Einfach das Kopftuch ablegen

Nach dem 11. September 2001 hat sich vieles verändert: Beispiele für institutionellen Rassismus

  • Eberhard Schultz
  • Lesedauer: 8 Min.

Die Rasterfahndung

Die Rasterfahndung ist seit ihrer Einführung von Bürger- und Menschenrechtsorganisationen kritisiert worden und war auch Gegenstand einer aufschlussreichen Entscheidung des Bundesverfassungsgerichts. Sönke Hilbrans beschreibt 2002, dass deren neueste Anwendungsgeschichte mit der Fahndung nach sogenannten Schläfern islamischer Terrorgruppen auf Basis der Polizeigesetze und in bundesweiter Koordination durch das Bundeskriminalamt (BKA) beginnt. Die Voraussetzungen seien scheinbar günstig gewesen, denn es existierte aufgrund in- und ausländischer, auch nachrichtendienstlicher Erkenntnisse ein gewisses Täterprofil. Eine Gefahr monströser Terroranschläge des Zuschnitts vom 11.9.2001 ließ zudem Verhältnismäßigkeitserwägungen zugunsten der Betroffenen als unbedeutend erscheinen.

So begannen die Polizeibehörden der Länder und das BKA nach einem entsprechenden Beschluss der Innenministerkonferenz vom 18.9.2001 in einer koordinierten Rasterfahndung auf polizeirechtlicher Grundlage vorzugehen. Das mehrstufige, zwischen Ländern und Bund aufgeteilte Verfahren ist auf eine Dauer von bis zu zwei Jahren angelegt.

Das Bundesverfassungsgericht habe 2006 die Rechtswidrigkeit dieser Rasterfahndungen festgestellt, vor allem weil keine konkrete Gefahr vorgelegen habe. Weiterhin führte es aus: Die »Tatsache einer nach bestimmten Kriterien durchgeführten polizeilichen Rasterfahndung« könne »als solche - wenn sie bekannt wird - eine stigmatisierende Wirkung für diejenigen haben, die diese Kriterien erfüllen«. Das könne »insbesondere dann der Fall sein, wenn die Rasterfahndung (…) an die besonderen persönlichkeitsbezogenen Merkmale des Art.3 Abs. 3 GG oder des Art. 140 GG in Verbindung mit Art. 136 Abs. 3 WRV anknüpft«.

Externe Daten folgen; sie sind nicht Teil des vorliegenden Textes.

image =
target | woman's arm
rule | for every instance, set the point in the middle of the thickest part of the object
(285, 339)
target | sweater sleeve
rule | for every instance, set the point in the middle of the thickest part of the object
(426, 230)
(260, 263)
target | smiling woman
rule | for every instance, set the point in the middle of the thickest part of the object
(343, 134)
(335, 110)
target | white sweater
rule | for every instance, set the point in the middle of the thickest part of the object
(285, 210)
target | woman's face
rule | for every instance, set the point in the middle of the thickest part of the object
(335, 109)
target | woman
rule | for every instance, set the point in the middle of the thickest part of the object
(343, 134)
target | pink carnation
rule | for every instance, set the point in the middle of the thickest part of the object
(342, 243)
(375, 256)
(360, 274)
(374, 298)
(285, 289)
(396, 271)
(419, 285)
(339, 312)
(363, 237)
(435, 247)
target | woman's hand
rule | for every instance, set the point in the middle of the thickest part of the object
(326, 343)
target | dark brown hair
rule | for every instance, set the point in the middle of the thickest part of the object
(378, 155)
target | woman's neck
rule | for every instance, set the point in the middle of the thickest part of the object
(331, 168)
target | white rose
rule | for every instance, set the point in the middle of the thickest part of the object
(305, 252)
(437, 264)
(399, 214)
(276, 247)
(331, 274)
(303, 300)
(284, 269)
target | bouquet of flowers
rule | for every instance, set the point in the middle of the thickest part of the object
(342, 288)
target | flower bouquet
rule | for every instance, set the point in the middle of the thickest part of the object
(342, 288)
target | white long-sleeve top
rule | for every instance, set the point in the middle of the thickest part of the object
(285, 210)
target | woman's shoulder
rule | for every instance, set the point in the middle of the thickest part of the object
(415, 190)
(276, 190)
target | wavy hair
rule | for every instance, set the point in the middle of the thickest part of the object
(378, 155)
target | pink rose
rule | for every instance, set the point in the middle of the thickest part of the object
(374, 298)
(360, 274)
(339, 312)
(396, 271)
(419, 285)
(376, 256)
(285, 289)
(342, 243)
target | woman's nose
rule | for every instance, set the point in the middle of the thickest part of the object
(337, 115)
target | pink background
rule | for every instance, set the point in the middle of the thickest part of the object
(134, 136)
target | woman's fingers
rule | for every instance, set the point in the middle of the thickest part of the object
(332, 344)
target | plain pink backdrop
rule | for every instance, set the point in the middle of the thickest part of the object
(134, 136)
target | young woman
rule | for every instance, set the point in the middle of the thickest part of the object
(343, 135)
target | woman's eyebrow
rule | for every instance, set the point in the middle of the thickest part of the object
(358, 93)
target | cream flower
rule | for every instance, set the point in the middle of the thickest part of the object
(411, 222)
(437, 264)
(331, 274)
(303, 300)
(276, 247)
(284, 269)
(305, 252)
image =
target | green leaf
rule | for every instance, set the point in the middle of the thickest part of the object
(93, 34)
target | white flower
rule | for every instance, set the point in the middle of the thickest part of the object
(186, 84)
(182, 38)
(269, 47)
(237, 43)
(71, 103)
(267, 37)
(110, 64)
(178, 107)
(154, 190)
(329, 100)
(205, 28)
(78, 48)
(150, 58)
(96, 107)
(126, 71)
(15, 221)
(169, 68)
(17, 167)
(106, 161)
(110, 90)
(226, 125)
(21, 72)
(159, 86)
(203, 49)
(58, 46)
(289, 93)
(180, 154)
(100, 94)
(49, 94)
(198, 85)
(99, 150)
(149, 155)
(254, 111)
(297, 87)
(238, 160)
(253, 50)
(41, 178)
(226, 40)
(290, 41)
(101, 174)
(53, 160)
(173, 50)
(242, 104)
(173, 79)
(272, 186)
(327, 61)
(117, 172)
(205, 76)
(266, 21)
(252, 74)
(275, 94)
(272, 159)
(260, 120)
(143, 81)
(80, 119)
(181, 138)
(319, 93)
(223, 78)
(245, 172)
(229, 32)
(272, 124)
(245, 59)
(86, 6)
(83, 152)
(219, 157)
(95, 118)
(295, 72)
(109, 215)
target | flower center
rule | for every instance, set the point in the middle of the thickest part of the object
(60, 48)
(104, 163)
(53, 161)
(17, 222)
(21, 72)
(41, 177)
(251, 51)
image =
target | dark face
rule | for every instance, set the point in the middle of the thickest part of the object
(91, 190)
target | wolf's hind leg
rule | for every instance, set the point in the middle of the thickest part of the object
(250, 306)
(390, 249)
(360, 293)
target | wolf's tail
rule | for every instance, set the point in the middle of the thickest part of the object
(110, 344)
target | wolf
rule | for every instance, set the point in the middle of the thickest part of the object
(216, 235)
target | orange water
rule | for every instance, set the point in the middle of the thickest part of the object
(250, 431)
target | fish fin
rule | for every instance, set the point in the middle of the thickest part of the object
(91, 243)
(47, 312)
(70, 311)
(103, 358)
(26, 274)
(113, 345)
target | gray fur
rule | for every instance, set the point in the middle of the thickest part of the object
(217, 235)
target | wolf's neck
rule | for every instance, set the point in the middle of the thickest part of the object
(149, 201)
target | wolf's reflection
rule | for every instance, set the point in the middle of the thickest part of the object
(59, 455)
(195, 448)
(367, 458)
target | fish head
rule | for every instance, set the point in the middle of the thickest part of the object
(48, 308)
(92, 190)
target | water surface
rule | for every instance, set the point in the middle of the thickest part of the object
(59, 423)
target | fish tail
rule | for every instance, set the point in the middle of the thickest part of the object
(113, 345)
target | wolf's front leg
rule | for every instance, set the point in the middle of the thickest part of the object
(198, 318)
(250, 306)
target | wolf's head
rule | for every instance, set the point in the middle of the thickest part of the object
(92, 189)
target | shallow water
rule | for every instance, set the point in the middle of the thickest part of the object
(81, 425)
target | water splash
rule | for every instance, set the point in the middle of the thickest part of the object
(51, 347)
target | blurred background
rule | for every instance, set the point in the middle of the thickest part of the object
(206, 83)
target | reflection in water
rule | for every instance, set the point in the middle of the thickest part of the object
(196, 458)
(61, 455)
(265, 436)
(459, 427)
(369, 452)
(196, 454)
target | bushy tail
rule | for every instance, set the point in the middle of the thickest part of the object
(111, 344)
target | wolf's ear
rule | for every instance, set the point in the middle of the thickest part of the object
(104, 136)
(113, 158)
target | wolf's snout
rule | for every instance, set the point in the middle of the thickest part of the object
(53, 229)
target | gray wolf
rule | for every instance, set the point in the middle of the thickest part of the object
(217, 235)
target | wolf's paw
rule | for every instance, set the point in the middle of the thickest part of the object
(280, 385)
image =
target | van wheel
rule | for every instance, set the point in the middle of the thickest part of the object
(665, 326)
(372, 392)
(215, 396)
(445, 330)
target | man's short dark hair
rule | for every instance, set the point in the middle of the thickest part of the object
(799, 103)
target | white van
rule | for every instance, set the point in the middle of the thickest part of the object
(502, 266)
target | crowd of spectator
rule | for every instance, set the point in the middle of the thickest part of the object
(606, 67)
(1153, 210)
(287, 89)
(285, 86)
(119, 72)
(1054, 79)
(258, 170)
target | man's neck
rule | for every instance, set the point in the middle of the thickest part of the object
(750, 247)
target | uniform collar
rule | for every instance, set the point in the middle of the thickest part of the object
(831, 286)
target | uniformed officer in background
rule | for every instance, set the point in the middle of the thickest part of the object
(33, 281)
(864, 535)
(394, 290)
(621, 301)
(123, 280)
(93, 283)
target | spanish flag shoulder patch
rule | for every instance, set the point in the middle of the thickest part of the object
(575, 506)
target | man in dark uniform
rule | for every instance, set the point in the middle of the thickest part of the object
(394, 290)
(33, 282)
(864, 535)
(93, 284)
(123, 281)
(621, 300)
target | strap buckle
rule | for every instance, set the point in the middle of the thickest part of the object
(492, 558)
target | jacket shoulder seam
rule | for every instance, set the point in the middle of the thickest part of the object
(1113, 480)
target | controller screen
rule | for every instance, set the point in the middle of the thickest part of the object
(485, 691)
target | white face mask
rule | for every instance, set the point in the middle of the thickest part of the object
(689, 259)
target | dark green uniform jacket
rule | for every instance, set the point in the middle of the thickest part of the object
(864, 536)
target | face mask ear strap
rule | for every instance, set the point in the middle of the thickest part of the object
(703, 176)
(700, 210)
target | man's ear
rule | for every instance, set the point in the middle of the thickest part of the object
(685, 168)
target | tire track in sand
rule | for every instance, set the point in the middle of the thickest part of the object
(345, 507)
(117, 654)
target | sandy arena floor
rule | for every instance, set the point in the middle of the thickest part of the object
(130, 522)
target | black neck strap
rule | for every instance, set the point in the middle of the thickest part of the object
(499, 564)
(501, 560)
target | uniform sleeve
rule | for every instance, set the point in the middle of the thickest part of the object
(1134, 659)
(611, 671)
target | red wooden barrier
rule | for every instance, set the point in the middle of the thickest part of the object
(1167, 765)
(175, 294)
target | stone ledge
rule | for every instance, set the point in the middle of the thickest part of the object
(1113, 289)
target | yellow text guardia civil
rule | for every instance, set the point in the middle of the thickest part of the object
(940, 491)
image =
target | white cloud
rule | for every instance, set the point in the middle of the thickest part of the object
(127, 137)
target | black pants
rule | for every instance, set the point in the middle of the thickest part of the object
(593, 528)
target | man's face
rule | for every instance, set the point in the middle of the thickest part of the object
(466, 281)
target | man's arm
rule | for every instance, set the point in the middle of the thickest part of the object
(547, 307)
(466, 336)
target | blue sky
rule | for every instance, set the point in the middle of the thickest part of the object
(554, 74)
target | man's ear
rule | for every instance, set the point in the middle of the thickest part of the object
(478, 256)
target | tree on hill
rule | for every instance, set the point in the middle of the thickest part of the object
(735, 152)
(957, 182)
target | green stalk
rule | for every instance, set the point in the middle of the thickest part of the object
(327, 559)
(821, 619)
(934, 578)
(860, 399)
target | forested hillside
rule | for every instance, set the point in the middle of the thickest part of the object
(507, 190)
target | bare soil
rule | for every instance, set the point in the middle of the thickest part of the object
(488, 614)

Für die Rasterfahndungen, die nach dem 11. September 2001 durchgeführt wurden, falle »im Hinblick auf deren Eingriffsintensität ins Gewicht, dass sie sich gegen Ausländer bestimmter Herkunft und muslimischen Glaubens richten, womit stets auch das Risiko verbunden ist, Vorurteile zu reproduzieren und diese Bevölkerungsgruppen in der öffentlichen Wahrnehmung zu stigmatisieren« (…). »Insbesondere die kaum vermeidbaren Nebeneffekte einer nach der Zugehörigkeit zu einer Religion differenzierenden und alle Angehörigen dieser Religion pauschal erfassenden Rasterfahndung erhöhen das Gewicht der mit ihr verbundenen Grundrechtseingriffe und damit die von Verfassungswegen an ihre Rechtfertigung zu stellenden Anforderungen.« (BVerfG, 1 BvR 518/02 vom 4.4.2006, Absatz-Nr. 111-112)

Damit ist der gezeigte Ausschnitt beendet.